I don;t care if they are "legal" or not. On the official website here we see that the purpose of the NHS is so that " good healthcare should be available to all, regardless of wealth."
It says nothing about Daily Mail driven politicians limiting who should and should not be here so that anyone with the wrong religion, too much sun tan or the wrong ancestors can be kept out or punished for these sins.
If they are sick, they should be healed.
If a nation wants a health service that functions, and is trusted by its citizens, and is on top of health risks to the population at large (think risk of TB from eastern Europeans and illegals), then everybody legal and illegal must trust it.

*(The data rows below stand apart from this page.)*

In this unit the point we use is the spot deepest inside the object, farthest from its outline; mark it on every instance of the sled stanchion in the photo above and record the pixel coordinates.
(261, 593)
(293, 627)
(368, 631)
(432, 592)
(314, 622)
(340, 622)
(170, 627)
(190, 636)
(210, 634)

The reality is that the NHS database(s) are designed to leak, by people whose specialty is "public safety". Those are the same people who do stuff for the police.
The reality is that in order to fulfil its public health obligations, the NHS needs to keep track of the health of illegals as well as legals, which ain't going to happen if the illegals think that going to the doctor/hospital increases the risk of being picked up by the immigration service.
A national health service that I know well only reports to the police patients who present with gunshot injuries. everybody knows that, data is much better, but members of extended immigrant families tend to share the legal family member's documentation, which creates amusing situations over a busy weekend, so a seventy year old retired male can present as pregnant, concussed playing football, slashed in a knife fight and suffering from wheel chair user's RSI.
Both letters state that the parties take confidentiality seriously and acknowledge the importance of public trust in the health service - while repeatedly leaning on the argument that the information released is non-clinical.
"We take confidentially seriously" always translates to, "We don't give a flying fuck about confidentially, unless it's our confidentiality, or unless someone finds out about the fact that we don't give a flying fuck about confidentiality, and that causes us some level of embarrassment."